Mide kanamalarının genellikle iki çeşidi vardır; akut ve kronik. Akut mide kanamalarının süresi yaklaşık olarak 1 ile 6 hafta arasında değişirken, kronik mide kanamalarının süresi ise genellikle 6 haftadan daha fazla olmaktadır. Eğer kanama fark edilmez ve tedaviye başlanılmazsa, bu durum hayati sağlık problemlerine veya ölüme yol açabilir.
Mide kanaması geçiren bir hasta, durumunun ciddiyetine ve tedavi sürecine bağlı olarak genellikle 5 ile 10 gün arasında hastanede kalabilir. Ancak bu süre hastanın genel sağlık durumu ve tedaviye yanıt verme hızına göre değişebilir.
Ameliyat, karın bölgesine yapılan büyük bir kesik ile mideye ulaşılarak gerçekleştirilir. Kanamayı tetikleyen sinirler kesilir ve eğer varsa mide yarası tamamen ya da kısmen çıkarılır. Endoskopik yöntemlerin çözüm sunmadığı veya mide kanamasının tekrarladığı durumlarda bu işlem uygulanabilir.
Doktorlar, hastanın durumuna göre endoskopi veya ilaç tedavisi gibi yöntemleri kullanarak mide kanamasını kontrol altına almaktadır. Hastaların belirtileri fark ettiklerinde hızlıca bir sağlık merkezine başvurması ve erken tedaviye başlaması gerekmektedir.
Ülser, özofagus varisleri ve siroz gibi ciddi karaciğer rahatsızlıkları mide kanamasına neden olabilir.
Yemek borusunda meydana gelen ülser, yara veya tümörler de mide kanamasına sebep olabilir.
Yoğun stres durumunda olan kişilerde mide kanaması daha sık rastlanabilir. Aşırı stres, mide salgısını artırabilir ve trombositlerdeki azalmalar mide kanamalarına karşı bir hassasiyet yaratabilir.
Yeni doğan bebeklerde mide kanaması vakaları görülebilir. Bebeklerde mide kanamalarının en yaygın sebebi K vitamini eksikliği ve buna bağlı olarak pıhtılaşma faktörlerinin sentez bozukluğu ile ilgilidir. Çocuklarda özellikle 1 ve 3 yaş arasında, bağırsak tıkanıklıkları ve mide fıtıkları nedeniyle kanama meydana gelebilir. Midenin içine giren yabancı cisimler veya mide ülserleri de kanama nedeni olabilir.
Genellikle belirtisiz ilerler. Ancak çocuklarda cilt renginde solgunluk, göz çevresinde mor halka oluşumu, halsizlik, baş dönmesi ve yorgunluk gibi semptomlar gözlemlenebilir.
Hamilelikte de mide kanaması meydana gelebilir.

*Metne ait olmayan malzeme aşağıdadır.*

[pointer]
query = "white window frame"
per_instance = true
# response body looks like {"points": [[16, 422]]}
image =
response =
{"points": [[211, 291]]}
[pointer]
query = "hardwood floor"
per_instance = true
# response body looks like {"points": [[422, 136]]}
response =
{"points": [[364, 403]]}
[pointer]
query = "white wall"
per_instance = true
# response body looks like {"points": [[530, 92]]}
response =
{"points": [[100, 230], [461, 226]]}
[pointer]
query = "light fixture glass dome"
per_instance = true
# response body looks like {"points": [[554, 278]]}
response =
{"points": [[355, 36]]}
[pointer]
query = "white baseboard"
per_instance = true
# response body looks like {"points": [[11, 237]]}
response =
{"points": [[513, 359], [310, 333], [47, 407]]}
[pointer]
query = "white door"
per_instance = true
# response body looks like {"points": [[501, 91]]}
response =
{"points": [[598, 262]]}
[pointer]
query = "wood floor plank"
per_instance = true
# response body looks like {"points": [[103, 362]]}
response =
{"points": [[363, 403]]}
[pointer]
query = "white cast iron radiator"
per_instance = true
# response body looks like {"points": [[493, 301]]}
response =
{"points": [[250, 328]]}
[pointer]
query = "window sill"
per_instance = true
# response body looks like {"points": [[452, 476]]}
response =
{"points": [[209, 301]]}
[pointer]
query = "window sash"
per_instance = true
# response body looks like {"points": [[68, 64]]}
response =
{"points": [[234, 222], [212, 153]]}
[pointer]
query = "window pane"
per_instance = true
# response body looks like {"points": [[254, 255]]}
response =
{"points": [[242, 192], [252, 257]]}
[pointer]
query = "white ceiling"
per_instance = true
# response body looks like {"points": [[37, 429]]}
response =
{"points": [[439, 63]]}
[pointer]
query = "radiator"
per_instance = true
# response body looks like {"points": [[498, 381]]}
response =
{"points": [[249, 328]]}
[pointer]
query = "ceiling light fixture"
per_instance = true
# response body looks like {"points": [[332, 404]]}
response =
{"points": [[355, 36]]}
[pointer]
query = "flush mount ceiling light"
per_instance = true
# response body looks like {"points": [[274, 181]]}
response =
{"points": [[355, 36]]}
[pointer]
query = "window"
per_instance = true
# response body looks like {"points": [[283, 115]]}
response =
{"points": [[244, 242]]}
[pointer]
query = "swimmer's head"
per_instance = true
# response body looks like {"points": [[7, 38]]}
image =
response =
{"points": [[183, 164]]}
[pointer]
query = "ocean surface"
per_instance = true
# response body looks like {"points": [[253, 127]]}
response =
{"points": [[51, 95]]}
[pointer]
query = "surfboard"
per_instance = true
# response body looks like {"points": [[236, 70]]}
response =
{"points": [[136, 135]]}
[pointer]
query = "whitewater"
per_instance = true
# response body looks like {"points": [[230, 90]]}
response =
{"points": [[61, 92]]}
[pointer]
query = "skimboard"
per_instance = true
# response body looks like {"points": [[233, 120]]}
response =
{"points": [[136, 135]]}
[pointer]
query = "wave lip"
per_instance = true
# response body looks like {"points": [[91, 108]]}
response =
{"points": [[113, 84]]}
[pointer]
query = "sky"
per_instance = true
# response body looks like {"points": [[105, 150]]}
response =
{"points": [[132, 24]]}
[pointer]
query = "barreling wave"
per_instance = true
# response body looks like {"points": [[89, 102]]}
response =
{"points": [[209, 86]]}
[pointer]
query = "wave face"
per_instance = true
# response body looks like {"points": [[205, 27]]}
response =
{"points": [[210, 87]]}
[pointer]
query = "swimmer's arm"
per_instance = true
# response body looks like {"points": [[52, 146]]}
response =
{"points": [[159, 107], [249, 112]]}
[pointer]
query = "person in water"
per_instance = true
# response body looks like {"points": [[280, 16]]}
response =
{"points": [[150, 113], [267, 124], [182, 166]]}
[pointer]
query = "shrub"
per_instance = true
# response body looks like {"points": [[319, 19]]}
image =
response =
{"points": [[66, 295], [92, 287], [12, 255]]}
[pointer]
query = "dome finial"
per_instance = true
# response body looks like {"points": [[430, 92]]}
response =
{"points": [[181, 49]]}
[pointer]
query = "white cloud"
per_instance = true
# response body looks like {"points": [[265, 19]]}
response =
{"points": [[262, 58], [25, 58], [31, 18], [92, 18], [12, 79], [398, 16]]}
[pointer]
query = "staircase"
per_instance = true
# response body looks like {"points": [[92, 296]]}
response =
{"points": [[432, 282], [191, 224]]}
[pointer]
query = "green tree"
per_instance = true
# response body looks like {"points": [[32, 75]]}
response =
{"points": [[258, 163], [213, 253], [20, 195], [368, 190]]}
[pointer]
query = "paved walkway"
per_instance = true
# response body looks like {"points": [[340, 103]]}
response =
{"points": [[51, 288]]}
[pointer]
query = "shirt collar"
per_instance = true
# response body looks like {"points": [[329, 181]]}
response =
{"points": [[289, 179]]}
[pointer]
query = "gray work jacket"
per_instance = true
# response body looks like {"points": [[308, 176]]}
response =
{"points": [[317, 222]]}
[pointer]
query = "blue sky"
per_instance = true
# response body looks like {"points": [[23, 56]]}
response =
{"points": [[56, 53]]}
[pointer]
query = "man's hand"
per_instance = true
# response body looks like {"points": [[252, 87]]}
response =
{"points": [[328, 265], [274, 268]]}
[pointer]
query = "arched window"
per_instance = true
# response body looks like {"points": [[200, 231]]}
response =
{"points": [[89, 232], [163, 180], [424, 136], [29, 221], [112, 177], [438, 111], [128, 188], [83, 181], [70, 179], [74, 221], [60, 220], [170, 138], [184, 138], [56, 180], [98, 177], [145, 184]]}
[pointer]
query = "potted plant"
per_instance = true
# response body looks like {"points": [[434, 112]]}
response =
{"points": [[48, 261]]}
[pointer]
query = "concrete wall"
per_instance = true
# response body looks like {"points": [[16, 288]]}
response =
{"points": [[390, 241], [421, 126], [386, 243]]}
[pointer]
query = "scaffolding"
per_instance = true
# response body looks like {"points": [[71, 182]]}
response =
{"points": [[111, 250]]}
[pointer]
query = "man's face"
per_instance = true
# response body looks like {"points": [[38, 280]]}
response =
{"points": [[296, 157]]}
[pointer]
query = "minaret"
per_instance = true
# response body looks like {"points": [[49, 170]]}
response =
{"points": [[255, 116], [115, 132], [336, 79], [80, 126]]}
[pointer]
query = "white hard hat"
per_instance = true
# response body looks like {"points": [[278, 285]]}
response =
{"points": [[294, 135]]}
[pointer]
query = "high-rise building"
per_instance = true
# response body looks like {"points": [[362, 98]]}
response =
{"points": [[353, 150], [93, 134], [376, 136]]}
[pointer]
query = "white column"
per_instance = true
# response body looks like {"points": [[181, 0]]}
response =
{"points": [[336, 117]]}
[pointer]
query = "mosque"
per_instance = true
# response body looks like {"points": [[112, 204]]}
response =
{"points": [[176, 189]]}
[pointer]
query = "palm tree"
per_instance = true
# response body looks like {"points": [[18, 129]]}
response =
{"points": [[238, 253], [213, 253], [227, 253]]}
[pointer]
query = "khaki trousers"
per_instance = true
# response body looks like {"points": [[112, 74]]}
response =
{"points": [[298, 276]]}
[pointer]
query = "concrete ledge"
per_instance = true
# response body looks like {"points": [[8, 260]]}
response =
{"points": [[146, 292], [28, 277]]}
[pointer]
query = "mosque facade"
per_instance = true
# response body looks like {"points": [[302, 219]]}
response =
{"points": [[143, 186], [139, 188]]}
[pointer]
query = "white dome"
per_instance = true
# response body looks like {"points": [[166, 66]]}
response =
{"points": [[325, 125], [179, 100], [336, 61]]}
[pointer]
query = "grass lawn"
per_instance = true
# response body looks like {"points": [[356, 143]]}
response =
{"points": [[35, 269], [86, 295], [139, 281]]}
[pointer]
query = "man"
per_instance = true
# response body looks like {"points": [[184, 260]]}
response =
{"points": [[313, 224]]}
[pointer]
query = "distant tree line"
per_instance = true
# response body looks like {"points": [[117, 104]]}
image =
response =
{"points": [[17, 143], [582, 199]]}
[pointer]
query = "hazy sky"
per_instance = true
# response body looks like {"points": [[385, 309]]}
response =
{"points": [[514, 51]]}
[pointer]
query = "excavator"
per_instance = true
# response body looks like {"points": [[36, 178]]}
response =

Hamile kadınlarda toksikoz durumu görülebilir. Bu rahatsızlıkta, hamilelik esnasında artan koku hassasiyeti nedeniyle kusma ortaya çıkar. Kusma sırasında mide basınç artışı yaşanır ve yemek borusunda yırtıklar oluşabilir, bu da kanamaya yol açabilir.
Mide kanamasının tedavisi genellikle sağlık kuruluşlarında doktorlar tarafından gerçekleştirilir. Herhangi bir belirti hissedildiğinde acilen hastaneye başvurmak gereklidir. Hastanın fiziksel aktivite yapması engellenmelidir ve mide sorunları sebebiyle kesinlikle hiçbir şey yedirilip içirilmemelidir.
Mide kanamasının semptomları genellikle kanamanın başlamasını takiben kısa süre içerisinde ortaya çıkar. Ancak, hafif kanamalar belirti vermeksizin de gerçekleşebilir ve zamanla anemiye sebep olabilir. Sürekli yorgunluk ve nefes darlığı gibi belirtileriniz varsa, bir sağlık profesyoneli ile konuşmanız önemlidir.